If I’d been paying attention, I would have noticed that Karly was unusually quiet. She was off somewhere in her own world, and she never took time off in the middle of the day unless something was wrong. I should have looked behind her peaceful smile, but instead, I was blind. I poured wine, and we sat across from each other on the blanket, with the fire crackling beside us.

“Susannah talked to me,” Karly said, when we’d enjoyed our lunch quietly for a few minutes. She said it casually. No big deal.

“Oh?”

“She’s giving me the Vernon Hotel account.”

I put down my wine and realized this was a celebration. Except it didn’t feel like a celebration. “Are you serious?”

“Yeah.”

“That’s like the biggest account in the firm.”

“Yeah. It is. She says I’m ready.”

“Well, of course you are.”

“Thank you.”

“This is huge,” I said, trying to fill this moment with excitement, because the excitement in her face was strangely missing.

“Yeah. Pretty huge. It’s way more money. That’s good, huh? But a lot more time. Long hours.”

“So neither one of us will ever be home,” I joked, but Karly didn’t laugh.

“Susannah thinks we should move. We should be up here in Highland Park or something. She says we need a place where we can entertain.”

“What do you think?”

“I don’t know.”

The same flat monotone all the way through. So unlike her. So not Karly. Why didn’t I see it?

“Well, congratulations,” I said, leaning over to kiss her. “You’re a star. I mean it.”

Karly smiled at me, but her smile was hollow, like one of her dolls on the shelves. Then, just like that, she changed the subject.

“I bumped into a friend at Starbucks this morning,” she went on. “A girl I knew in college. Sarah. I don’t know if I’ve ever mentioned her.”

“I don’t think so.”

“She’s got four kids now. They were all with her. Her youngest is almost two. A Down syndrome girl. So, so sweet. While Sarah was chasing the others, her little girl sat in my lap. I fell in love.”

“Of course you did.”

Karly delicately brushed something from the corner of her eye, and then she closed her eyes altogether. “Anyway . . . ,” she murmured.

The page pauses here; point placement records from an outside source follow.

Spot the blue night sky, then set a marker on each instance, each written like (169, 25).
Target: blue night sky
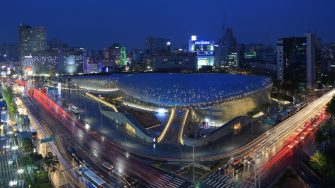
(98, 23)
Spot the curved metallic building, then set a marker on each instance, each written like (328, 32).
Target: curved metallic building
(218, 96)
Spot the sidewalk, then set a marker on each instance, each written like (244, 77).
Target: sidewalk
(64, 175)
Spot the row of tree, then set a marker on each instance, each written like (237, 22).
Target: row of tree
(8, 94)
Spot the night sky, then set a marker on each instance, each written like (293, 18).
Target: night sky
(96, 24)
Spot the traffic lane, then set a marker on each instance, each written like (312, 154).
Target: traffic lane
(88, 141)
(69, 142)
(293, 160)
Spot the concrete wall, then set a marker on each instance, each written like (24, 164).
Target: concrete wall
(122, 120)
(218, 133)
(229, 110)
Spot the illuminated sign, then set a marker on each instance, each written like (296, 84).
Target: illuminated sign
(202, 42)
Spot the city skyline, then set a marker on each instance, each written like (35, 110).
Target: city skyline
(65, 20)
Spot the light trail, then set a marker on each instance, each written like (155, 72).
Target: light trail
(167, 126)
(180, 136)
(102, 101)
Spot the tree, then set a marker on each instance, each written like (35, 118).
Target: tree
(33, 159)
(27, 145)
(318, 161)
(331, 108)
(50, 162)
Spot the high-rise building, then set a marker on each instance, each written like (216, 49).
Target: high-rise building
(298, 61)
(9, 53)
(226, 52)
(31, 40)
(156, 45)
(175, 62)
(328, 57)
(204, 50)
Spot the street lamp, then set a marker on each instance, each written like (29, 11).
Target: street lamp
(20, 171)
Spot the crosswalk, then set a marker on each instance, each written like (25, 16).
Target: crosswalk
(168, 180)
(9, 165)
(217, 180)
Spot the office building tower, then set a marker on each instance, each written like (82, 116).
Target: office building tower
(226, 52)
(204, 50)
(298, 61)
(31, 40)
(156, 45)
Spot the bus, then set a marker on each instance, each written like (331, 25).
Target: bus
(74, 109)
(90, 178)
(33, 133)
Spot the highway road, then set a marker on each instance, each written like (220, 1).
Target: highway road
(262, 149)
(94, 149)
(274, 150)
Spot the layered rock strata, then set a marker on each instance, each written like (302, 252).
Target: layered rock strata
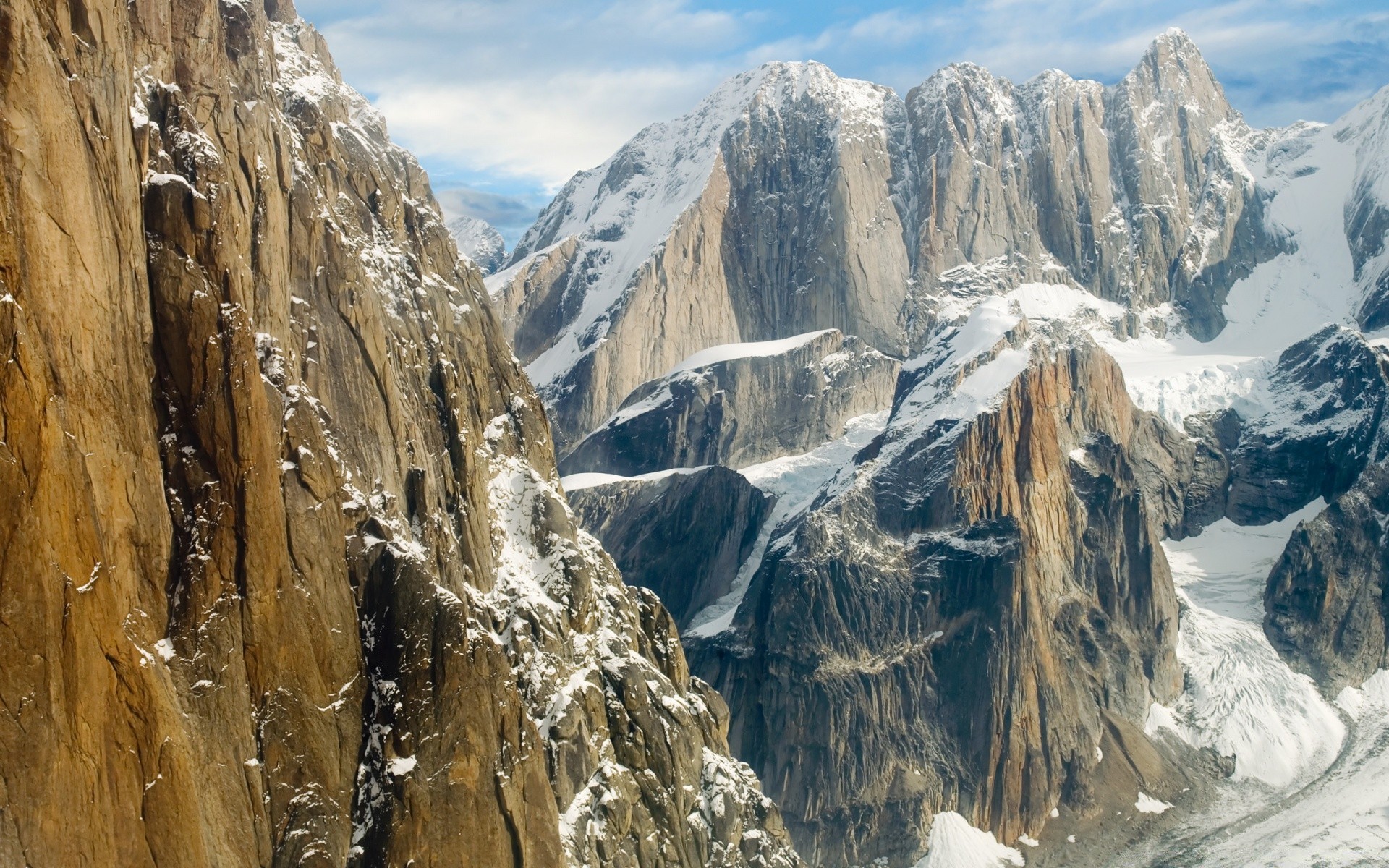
(682, 535)
(288, 578)
(767, 400)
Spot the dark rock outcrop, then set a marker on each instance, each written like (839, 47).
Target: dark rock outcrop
(286, 576)
(1309, 434)
(1325, 606)
(744, 410)
(948, 628)
(682, 537)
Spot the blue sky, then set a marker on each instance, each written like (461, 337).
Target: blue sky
(504, 101)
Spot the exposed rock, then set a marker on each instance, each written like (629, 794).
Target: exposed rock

I thought she was just basking in the warmth of the fire and in the glow of her success. She’d worked hard for it. I had no idea, no idea at all, that she was watching two trails diverge in the woods and thinking that she was on the wrong one.

“I’m really proud of you,” I said.

“Yeah. Thanks.”

You were running so fast in your life that you never saw that Karly wanted to slow things down.

Scotty was right. Karly had told me how she was feeling that day in everything but words. I never heard her.

“I wondered who was out here,” Susannah Chance said from the doorway of the dollhouse. “I thought it might be you.”

Karly’s mother wore a satin robe tied at the waist over her nightgown, and I could have sworn she’d put on makeup to go check on an intruder. She came inside the cottage and went and made herself a cup of coffee at the Keurig machine on the counter. When that was done, she took the mug into her hands and sat down on the sofa across from me.

Physically, she looked the way Karly would have looked in another twenty-five years, although Susannah was still trying hard to look like Karly’s older sister. She’d groomed her only child to be a carbon copy of herself, with the same ambition, same charm, same need for success. Karly had spent her twenties following that blueprint under Susannah’s watchful eye.

“How are you, Dylan?” she asked.

“I’m lost.”

“Yes, of course. Tom and I are devastated. I wake up each day, and I can’t believe it.”